Oilfield services firms face debt surge with new international accounting rule

Oil and gas will be "tested" by the IFRS 16 rules

European oilfield services firms face a surge in debt when new accounting rules come into force in the new year, according to a leading credit rating agency.

From January 1st a new accounting standard will come into effect, known as IFRS 16, changing the rules around lease payments.

Scope Ratings said this will have a “potentially dramatic impact” for oil services firms and exploration and production companies who use operating leases for assets like land, drilling rigs, vessels and other machinery.

Under present rules, lease payments are recognised as operating costs and are not part of a company’s EBITDA – earnings before interest, tax, depreciation and amortisation.

However, the new rule closes a loophole which will mean all lease payments need to be recognised as depreciation and interest components.

As a result of this, firms will appear more asset-rich but also more indebted.

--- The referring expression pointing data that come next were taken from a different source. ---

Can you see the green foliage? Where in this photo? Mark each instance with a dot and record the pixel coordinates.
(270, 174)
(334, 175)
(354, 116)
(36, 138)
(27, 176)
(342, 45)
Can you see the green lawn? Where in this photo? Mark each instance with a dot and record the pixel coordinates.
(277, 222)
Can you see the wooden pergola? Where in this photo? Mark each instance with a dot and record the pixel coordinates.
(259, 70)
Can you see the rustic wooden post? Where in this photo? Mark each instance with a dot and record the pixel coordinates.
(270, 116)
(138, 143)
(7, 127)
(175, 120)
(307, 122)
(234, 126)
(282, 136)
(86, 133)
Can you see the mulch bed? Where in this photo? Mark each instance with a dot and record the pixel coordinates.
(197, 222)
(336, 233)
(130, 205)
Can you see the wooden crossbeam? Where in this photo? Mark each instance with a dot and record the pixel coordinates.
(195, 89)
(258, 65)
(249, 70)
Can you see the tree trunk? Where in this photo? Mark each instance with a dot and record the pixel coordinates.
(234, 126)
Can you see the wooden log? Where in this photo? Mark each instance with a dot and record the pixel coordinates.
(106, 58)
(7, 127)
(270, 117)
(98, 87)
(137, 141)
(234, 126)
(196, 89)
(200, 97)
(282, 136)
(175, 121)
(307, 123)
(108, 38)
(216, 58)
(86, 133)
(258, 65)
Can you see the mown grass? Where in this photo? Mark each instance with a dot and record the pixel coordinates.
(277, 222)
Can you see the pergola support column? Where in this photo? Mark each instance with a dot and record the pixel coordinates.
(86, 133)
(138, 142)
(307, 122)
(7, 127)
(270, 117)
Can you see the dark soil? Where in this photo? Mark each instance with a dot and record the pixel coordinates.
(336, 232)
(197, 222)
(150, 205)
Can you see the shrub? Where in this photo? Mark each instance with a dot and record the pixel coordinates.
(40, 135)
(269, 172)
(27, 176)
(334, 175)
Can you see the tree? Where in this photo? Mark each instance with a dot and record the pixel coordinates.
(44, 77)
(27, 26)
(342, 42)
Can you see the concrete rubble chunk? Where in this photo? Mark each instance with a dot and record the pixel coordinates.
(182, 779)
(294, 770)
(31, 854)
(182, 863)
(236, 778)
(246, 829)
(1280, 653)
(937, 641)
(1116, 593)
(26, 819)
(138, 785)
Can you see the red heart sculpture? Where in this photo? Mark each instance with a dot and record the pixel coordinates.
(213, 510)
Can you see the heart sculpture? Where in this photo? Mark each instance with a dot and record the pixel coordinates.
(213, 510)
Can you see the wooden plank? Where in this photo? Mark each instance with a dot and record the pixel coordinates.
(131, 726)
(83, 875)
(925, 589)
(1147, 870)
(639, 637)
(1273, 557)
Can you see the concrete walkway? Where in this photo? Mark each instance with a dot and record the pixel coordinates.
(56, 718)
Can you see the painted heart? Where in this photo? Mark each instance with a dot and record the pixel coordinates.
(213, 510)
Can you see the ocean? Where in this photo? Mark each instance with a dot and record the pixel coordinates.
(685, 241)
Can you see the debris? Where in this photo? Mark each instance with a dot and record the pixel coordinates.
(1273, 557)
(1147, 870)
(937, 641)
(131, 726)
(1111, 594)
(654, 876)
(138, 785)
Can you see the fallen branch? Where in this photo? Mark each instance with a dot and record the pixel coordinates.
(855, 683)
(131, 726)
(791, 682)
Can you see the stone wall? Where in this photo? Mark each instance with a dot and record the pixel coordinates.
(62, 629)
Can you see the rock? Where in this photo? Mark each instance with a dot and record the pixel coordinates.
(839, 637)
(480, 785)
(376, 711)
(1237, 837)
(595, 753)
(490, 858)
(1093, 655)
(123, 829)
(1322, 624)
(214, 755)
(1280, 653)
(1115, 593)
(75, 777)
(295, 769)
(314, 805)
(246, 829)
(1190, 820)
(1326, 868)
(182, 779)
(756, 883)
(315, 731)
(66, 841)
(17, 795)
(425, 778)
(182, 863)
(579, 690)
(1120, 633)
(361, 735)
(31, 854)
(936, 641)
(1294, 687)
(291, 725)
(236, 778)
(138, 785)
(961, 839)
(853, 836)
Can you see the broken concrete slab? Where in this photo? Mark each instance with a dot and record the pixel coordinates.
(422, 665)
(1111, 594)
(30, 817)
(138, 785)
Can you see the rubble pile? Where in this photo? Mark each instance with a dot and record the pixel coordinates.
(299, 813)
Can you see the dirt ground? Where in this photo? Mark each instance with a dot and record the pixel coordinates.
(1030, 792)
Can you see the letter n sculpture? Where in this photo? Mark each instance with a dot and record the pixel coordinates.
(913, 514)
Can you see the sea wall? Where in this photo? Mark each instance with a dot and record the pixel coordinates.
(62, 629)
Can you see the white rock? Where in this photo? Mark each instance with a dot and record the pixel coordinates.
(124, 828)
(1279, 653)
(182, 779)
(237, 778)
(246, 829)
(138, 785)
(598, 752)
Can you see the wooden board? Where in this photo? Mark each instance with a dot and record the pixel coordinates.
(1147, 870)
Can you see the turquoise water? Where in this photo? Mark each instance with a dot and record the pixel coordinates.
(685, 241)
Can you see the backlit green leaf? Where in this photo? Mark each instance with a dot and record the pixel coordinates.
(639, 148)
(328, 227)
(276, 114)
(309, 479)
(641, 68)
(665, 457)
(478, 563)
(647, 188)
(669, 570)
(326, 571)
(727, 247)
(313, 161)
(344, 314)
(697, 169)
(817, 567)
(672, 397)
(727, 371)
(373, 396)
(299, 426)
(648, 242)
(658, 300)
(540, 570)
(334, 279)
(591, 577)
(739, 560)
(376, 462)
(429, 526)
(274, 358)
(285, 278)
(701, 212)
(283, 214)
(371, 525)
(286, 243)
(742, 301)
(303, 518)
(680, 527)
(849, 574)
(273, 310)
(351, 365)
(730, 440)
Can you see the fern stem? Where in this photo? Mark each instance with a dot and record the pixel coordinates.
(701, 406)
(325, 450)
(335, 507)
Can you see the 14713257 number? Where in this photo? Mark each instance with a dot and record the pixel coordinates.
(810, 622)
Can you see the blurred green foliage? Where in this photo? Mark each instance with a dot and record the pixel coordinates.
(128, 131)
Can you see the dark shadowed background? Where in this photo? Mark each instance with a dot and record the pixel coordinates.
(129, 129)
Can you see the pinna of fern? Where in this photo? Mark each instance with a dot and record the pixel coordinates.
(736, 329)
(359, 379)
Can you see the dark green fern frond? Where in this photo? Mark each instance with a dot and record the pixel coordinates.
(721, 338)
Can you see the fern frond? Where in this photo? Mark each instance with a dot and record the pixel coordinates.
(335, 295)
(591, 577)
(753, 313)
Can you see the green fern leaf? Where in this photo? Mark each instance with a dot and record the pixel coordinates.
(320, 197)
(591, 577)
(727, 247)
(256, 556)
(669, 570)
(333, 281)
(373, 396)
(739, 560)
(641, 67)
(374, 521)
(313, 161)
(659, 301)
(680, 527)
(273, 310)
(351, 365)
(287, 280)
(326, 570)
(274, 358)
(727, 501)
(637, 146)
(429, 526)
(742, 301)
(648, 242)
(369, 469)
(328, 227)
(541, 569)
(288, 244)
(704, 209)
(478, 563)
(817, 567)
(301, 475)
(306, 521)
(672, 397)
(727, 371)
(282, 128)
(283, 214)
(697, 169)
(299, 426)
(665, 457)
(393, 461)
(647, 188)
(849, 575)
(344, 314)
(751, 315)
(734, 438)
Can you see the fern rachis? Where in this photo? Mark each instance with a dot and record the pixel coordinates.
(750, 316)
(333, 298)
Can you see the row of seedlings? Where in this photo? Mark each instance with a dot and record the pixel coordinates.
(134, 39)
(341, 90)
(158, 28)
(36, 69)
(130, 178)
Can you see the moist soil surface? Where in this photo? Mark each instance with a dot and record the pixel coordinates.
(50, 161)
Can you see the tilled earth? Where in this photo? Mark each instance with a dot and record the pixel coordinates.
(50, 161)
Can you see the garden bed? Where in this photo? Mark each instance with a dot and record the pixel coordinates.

Scope carried out an impact study estimating European oilfield services firms will see debt surge on average by 40%, based on 2017 figures.

The firm said the way the sector reacts will be a “test case” for the new rules, being put in place by the International Accounting Standards Board.

Analyst at Scope, Thomas Faeh, said: “On the balance sheet, reclassing operating leases as financial leases will increase company’s assets but also their debts.

“The new standard seeks, among other things, to close a loophole allowing companies to distinguish between financial leases, booked as liabilities, and operating leases, bookable as expenses under the previous IAS 17 standard.

“By changing important income statement, cash flow, and balance sheet metrics, lessor agreements and banking covenants may have to be reassessed as well as the financial risk profile of the companies for those analysts and investors who haven’t yet taken the heavy use of operating leases into account.”